Son premier groupe de rock, Damien Magnette l’a monté quand il avait 10 ans. Il fabriquait alors des guitares en carton. Il a commencé à jouer de la basse à l’âge de 12 ans, et la batterie est venue plus tard.
À Bruxelles, en parallèle de ses études à l’École de Recherche Graphique, le Namurois d’origine a suivi des cours de composition électro-acoustique qui l’ont, dit-il, beaucoup nourri. Depuis, il s’est éloigné des arts visuels pour devenir un touche-à-tout en matière de son, œuvrant à la fois pour des pièces radiophoniques et au sein de quatre groupes de musique.

 

The Wild Classical Music Ensemble est peut-être, parmi ces projets, celui dont la genèse est la plus singulière : un jour, à la fin de ses études, Damien fait un remplacement à l’Atelier 340 à Jette, pour donner des ateliers d’arts plastiques auprès d’un public handicapé mental. « J’ai flashé sur ce public, à la fois humainement et artistiquement. Je découvrais tout un univers qui me scotchait vraiment.» L’envie émerge alors de monter un projet de musique expérimentale avec des personnes handicapées. « J’ai fait des essais avec eux, je trouvais que ça prenait incroyablement bien. Je voyais qu’ils avaient une sensibilité très forte à la musique, et une spontanéité, un talent inné vis-à-vis d’une forme d’improvisation. »

 

Dès lors, Damien se met en quête de partenaires, et fait la rencontre de Luc Vandierendonck, au passé de batteur et aux influences punk, tout comme lui. Luc Vandierendonck est à la tête de l’association wit.h,  qui accompagne les créateurs atteints de déficience intellectuelle. L’association soutient des projets mêlant des artistes « outsiders » et des artistes « réguliers ». « Outsider, c’est le terme qu’on utilise maintenant pour ce qu’on appelait avant art brut », précise le musicien. « L’art brut s’appliquait aux œuvres de malades mentaux. L’art outsider, c’est un terme plus large, ça englobe par exemple une personne qui joue dans sa cave depuis vingt ans et qui se fiche de montrer ce qu’elle fait. C’est un art spontané, né d’une simple envie, sans souci de résultat, sans vision carriériste. »

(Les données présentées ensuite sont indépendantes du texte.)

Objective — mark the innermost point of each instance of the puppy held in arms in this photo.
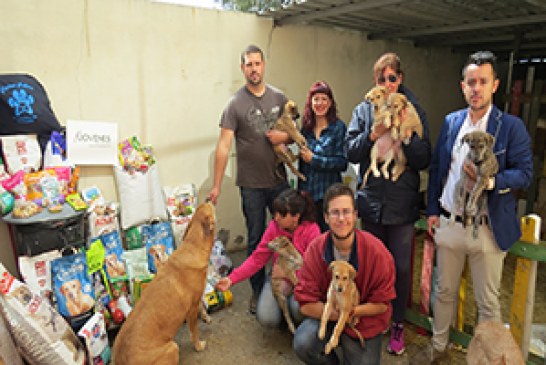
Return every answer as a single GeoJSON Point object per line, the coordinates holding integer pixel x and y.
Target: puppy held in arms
{"type": "Point", "coordinates": [388, 111]}
{"type": "Point", "coordinates": [286, 123]}
{"type": "Point", "coordinates": [342, 297]}
{"type": "Point", "coordinates": [173, 296]}
{"type": "Point", "coordinates": [493, 344]}
{"type": "Point", "coordinates": [470, 197]}
{"type": "Point", "coordinates": [283, 278]}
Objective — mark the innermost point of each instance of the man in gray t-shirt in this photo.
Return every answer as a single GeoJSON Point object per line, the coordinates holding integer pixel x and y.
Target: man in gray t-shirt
{"type": "Point", "coordinates": [248, 117]}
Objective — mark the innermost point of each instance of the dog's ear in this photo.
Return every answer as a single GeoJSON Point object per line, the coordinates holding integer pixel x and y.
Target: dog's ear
{"type": "Point", "coordinates": [352, 272]}
{"type": "Point", "coordinates": [489, 139]}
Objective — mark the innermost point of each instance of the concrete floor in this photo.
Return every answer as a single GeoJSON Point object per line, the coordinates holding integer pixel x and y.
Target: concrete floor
{"type": "Point", "coordinates": [235, 337]}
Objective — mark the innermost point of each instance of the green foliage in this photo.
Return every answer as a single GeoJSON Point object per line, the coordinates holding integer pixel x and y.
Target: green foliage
{"type": "Point", "coordinates": [254, 6]}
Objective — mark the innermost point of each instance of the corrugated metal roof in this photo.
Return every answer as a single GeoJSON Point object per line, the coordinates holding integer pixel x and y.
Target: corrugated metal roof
{"type": "Point", "coordinates": [463, 25]}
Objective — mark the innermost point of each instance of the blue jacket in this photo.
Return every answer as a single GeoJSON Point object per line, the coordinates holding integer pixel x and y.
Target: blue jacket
{"type": "Point", "coordinates": [513, 151]}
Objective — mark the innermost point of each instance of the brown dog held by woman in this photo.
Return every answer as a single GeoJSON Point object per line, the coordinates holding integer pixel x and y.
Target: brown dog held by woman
{"type": "Point", "coordinates": [173, 296]}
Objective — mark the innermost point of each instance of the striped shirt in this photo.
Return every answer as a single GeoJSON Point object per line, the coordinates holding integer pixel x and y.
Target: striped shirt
{"type": "Point", "coordinates": [328, 161]}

Avec les résidents de l’asbl wit.h, Damien organise d’abord des ateliers autour de la musique. De fil en aiguille, l’atelier se transforme en véritable groupe jouant un rock hybride un peu improvisé dont il devient le batteur, et qui tourne aujourd’hui au-delà des frontières de la Belgique.

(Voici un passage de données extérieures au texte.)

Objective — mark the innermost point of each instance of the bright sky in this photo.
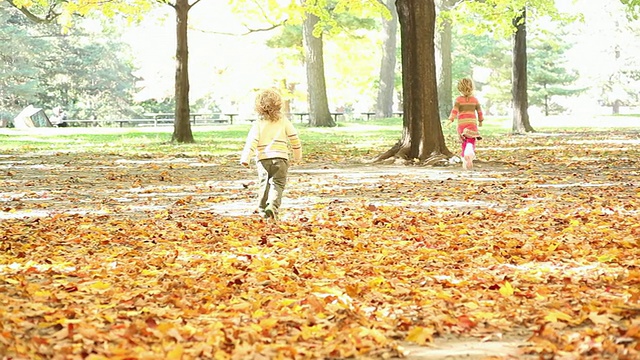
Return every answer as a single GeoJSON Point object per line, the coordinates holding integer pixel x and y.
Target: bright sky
{"type": "Point", "coordinates": [230, 67]}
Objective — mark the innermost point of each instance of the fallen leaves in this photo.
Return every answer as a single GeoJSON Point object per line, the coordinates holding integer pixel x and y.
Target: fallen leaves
{"type": "Point", "coordinates": [157, 272]}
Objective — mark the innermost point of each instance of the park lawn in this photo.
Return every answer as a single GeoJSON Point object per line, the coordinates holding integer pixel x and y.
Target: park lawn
{"type": "Point", "coordinates": [119, 245]}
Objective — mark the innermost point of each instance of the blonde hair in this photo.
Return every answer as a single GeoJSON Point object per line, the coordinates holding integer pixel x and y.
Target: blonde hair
{"type": "Point", "coordinates": [465, 86]}
{"type": "Point", "coordinates": [269, 104]}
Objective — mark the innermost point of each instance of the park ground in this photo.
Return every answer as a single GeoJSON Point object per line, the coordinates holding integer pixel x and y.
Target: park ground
{"type": "Point", "coordinates": [115, 254]}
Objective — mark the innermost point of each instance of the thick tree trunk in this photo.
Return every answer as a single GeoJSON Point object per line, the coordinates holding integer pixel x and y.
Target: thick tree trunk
{"type": "Point", "coordinates": [444, 66]}
{"type": "Point", "coordinates": [182, 127]}
{"type": "Point", "coordinates": [520, 101]}
{"type": "Point", "coordinates": [319, 114]}
{"type": "Point", "coordinates": [422, 136]}
{"type": "Point", "coordinates": [384, 104]}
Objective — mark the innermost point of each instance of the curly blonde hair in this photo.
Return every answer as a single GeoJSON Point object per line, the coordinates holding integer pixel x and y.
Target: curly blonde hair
{"type": "Point", "coordinates": [465, 86]}
{"type": "Point", "coordinates": [269, 104]}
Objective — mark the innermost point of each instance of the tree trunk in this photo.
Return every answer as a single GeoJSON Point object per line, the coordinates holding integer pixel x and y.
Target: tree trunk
{"type": "Point", "coordinates": [319, 114]}
{"type": "Point", "coordinates": [444, 66]}
{"type": "Point", "coordinates": [384, 104]}
{"type": "Point", "coordinates": [181, 126]}
{"type": "Point", "coordinates": [520, 101]}
{"type": "Point", "coordinates": [422, 136]}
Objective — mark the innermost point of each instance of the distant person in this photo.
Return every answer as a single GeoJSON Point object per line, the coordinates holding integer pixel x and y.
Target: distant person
{"type": "Point", "coordinates": [58, 118]}
{"type": "Point", "coordinates": [468, 111]}
{"type": "Point", "coordinates": [268, 143]}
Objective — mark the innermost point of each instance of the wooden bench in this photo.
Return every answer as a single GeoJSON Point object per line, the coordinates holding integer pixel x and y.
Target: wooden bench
{"type": "Point", "coordinates": [368, 115]}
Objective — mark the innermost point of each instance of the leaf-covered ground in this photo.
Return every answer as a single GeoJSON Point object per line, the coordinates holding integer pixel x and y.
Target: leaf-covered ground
{"type": "Point", "coordinates": [108, 257]}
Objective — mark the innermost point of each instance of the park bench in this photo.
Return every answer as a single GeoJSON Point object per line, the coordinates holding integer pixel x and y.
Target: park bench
{"type": "Point", "coordinates": [303, 114]}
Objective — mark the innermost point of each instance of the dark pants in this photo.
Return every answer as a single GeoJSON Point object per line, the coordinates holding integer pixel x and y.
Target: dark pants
{"type": "Point", "coordinates": [272, 175]}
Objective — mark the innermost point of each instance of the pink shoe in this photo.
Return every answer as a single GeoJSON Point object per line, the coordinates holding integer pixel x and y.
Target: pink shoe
{"type": "Point", "coordinates": [468, 157]}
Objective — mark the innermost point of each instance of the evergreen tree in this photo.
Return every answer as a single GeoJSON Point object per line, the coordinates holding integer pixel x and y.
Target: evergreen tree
{"type": "Point", "coordinates": [548, 75]}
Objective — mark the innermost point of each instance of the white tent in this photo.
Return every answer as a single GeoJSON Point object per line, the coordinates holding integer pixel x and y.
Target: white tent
{"type": "Point", "coordinates": [31, 117]}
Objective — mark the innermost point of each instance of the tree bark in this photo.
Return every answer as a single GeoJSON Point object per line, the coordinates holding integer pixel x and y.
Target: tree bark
{"type": "Point", "coordinates": [422, 136]}
{"type": "Point", "coordinates": [520, 101]}
{"type": "Point", "coordinates": [319, 114]}
{"type": "Point", "coordinates": [181, 126]}
{"type": "Point", "coordinates": [384, 103]}
{"type": "Point", "coordinates": [444, 66]}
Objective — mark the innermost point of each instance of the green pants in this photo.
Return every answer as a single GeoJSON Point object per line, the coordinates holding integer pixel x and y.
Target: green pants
{"type": "Point", "coordinates": [272, 175]}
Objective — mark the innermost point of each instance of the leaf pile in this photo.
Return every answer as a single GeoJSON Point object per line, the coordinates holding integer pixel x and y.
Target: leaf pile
{"type": "Point", "coordinates": [137, 259]}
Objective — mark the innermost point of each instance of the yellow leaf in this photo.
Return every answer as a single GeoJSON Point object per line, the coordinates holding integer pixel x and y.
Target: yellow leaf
{"type": "Point", "coordinates": [175, 353]}
{"type": "Point", "coordinates": [420, 335]}
{"type": "Point", "coordinates": [606, 258]}
{"type": "Point", "coordinates": [506, 289]}
{"type": "Point", "coordinates": [100, 285]}
{"type": "Point", "coordinates": [555, 315]}
{"type": "Point", "coordinates": [268, 323]}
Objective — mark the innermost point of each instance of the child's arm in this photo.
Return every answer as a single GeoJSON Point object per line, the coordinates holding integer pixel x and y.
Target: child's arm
{"type": "Point", "coordinates": [454, 111]}
{"type": "Point", "coordinates": [250, 146]}
{"type": "Point", "coordinates": [480, 114]}
{"type": "Point", "coordinates": [294, 141]}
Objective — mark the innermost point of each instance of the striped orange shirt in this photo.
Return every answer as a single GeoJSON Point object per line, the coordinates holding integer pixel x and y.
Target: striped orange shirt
{"type": "Point", "coordinates": [465, 109]}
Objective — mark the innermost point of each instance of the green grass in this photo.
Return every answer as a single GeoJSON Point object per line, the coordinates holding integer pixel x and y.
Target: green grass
{"type": "Point", "coordinates": [354, 138]}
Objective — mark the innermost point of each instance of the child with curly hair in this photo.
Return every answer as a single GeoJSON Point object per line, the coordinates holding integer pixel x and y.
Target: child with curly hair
{"type": "Point", "coordinates": [465, 109]}
{"type": "Point", "coordinates": [268, 142]}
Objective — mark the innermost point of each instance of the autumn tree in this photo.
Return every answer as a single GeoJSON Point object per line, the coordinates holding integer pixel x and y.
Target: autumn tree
{"type": "Point", "coordinates": [422, 136]}
{"type": "Point", "coordinates": [319, 114]}
{"type": "Point", "coordinates": [387, 79]}
{"type": "Point", "coordinates": [63, 11]}
{"type": "Point", "coordinates": [444, 59]}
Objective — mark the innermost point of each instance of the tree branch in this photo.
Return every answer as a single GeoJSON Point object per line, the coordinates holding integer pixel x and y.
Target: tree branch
{"type": "Point", "coordinates": [249, 30]}
{"type": "Point", "coordinates": [47, 18]}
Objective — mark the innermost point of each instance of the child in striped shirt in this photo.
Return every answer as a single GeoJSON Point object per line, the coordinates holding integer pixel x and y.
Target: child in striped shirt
{"type": "Point", "coordinates": [465, 109]}
{"type": "Point", "coordinates": [268, 142]}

« Il y a un énorme foisonnement sur la scène musicale bruxelloise, mais il n’y a pas assez de scènes alternatives où se produire. »

 

Le batteur déplore qu’il n’existe à Bruxelles pas plus de lieux pour accueillir toute l’offre musicale. « Beaucoup de lieux ont fermé ces dernières années : le Dada bar, le DNA, la Compilothèque, la Parfumerie, des squatts… Le Dada bar et le DNA avaient comme mission de faire jouer les groupes locaux, qu’ils soient bons ou mauvais, dans n’importe quel style musical. C’étaient des sortes de scènes ouvertes. Cela permettait à tous les petits groupes d’avoir l’occasion de jouer sur une scène. Le peu de lieux alternatifs qui restent comme le Barlok ou le Magasin 4 croulent sous les demandes de groupes qui seraient prêts à jouer gratuitement, et seraient même prêts à payer pour jouer. »

 

Damien souligne qu’il existe néanmoins un circuit de diffusion pour le rock expérimental : « Il y a une scène indépendante « Do it Yourself » qui est très vivace et interconnectée. Dès que tu sors de ce réseau (rock noise etc), par exemple pour le hip hop expérimental, il n’y a aucune scène à Bruxelles. Certains styles musicaux sont complètement laissés sur la touche.»

 

Le musicien constate que de manière générale, dès que des artistes sont à cheval entre deux styles, il est beaucoup plus difficile de se produire. « Ce qui marche, ce sont soit les groupes « storytelling », qui ont une démarche définissable en une phrase, comme le Wild Classical Music Ensemble : « Un groupe de punk avec des personnes handicapées ». Soit de la musique festive, dansante – en tant que public, tu sais ce que tu vas voir.»

Le bidouilleur de sons conclut : «Quand le style est un peu ovni, quand on ne peut pas le qualifier en deux mots, ça devient de moins en moins évident de trouver des lieux pour jouer. Mais c’est important qu’on continue à proposer des musiques foncièrement différentes, peut-être moins faciles à appréhender, mais où se fait une vraie recherche musicale.»